Correlation versus Causation
Most of us probably use these terms interchangeably–but not scientists! I’ll keep this entry brief, but it’s an important note to make. If we read a report that suggests or highlights “correlation” between a treatment variable and an outcome, that doesn’t mean the variable caused the outcome.
In science, “correlation” only means they were observed in the same time period. For instance, if I observe that every time it rains I am wearing fuzzy socks, that doesn’t mean that my fuzzy socks are causing it to rain. This is a simplified example, but it’s apropos because a cursory glance at evidence can lead to startling bad conclusions.
Rigorous research will point out where their observations are clearly causal (thing A caused effect B), or where they may be simply correlated (thing A and effect B happened, but we don’t know why).
Bias and Conflicts of Interest
Much is made in scientific circles about bias and conflicts of interest. A proper study will always discuss their own risks in these areas.
One common example, now known to the whole world, is when doctors in the mid 20th century concluded that cigarettes were neither addictive nor harmful. Then we all found out that those doctors were on tobacco company payrolls. That’s a clear conflict of interest.
Another, far more common conflict is funding. Perhaps the doctors in a trial aren’t being directly paid by a company, but the entire wing of their university was funded by the pharmaceutical company whose medications they’re testing.
Bias can take many forms, too, and that’s another reason why peer-review is so important. Clear biases can be when a researcher is from a culture that despises herbal medicine. They’re not being paid to have an opinion, but are they really looking at their data objectively?

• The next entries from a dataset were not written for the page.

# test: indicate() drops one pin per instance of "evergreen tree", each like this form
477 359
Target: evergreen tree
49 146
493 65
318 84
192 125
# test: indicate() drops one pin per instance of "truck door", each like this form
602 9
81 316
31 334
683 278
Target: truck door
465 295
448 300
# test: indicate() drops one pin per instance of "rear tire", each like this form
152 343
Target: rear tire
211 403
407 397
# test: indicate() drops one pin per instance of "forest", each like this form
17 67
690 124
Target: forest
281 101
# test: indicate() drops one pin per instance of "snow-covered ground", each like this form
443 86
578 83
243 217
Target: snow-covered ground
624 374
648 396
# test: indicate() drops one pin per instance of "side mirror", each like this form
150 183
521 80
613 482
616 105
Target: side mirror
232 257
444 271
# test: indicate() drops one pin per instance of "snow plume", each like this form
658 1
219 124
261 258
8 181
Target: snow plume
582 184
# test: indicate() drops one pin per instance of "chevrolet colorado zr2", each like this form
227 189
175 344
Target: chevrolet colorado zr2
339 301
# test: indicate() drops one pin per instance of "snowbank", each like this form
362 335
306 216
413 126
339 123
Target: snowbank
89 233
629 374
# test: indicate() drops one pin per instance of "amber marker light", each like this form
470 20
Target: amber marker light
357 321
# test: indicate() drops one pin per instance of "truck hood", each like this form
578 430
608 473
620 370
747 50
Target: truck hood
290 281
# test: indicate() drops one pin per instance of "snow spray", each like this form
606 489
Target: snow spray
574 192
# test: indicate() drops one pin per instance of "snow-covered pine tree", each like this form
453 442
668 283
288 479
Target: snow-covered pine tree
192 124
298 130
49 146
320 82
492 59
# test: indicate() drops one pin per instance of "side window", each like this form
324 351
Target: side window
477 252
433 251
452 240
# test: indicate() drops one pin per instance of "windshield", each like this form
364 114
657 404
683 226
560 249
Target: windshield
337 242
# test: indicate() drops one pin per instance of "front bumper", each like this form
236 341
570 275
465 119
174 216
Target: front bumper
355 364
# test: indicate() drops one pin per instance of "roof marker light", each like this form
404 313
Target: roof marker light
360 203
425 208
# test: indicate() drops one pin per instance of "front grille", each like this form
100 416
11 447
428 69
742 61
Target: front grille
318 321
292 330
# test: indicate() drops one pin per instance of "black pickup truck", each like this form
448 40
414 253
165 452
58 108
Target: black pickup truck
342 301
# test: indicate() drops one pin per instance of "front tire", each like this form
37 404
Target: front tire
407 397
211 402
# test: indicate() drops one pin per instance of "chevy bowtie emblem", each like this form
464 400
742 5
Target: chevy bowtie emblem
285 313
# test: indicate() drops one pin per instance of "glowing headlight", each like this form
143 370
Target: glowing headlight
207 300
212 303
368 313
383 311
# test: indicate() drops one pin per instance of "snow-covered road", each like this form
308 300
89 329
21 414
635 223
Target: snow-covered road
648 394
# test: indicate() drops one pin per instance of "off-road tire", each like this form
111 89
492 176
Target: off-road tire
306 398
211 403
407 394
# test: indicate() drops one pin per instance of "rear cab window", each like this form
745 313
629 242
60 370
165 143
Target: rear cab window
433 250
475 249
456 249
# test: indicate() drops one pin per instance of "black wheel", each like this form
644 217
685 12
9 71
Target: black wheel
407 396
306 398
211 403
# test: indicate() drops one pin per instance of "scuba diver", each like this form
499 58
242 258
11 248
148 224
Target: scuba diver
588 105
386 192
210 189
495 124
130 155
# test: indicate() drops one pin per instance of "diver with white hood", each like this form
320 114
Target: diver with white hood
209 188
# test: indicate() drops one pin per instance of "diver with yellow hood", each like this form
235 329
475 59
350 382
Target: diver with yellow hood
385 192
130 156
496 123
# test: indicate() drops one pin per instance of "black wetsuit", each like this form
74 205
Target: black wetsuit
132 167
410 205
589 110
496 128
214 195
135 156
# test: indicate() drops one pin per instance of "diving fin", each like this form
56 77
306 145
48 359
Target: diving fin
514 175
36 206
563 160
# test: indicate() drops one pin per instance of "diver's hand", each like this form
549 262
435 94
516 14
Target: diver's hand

When a study is submitted for peer-review, obvious and even inobvious biases might be teased out, and the study rejected for publication.
This article will be updated based on questions and comments from readers, as well as by new science. As new studies come out, new techniques are developed. When that happens, I’ll research them and try to put them in plain language so everyone can understand them. Please leave comments and questions below for any terms you’d like to see defined.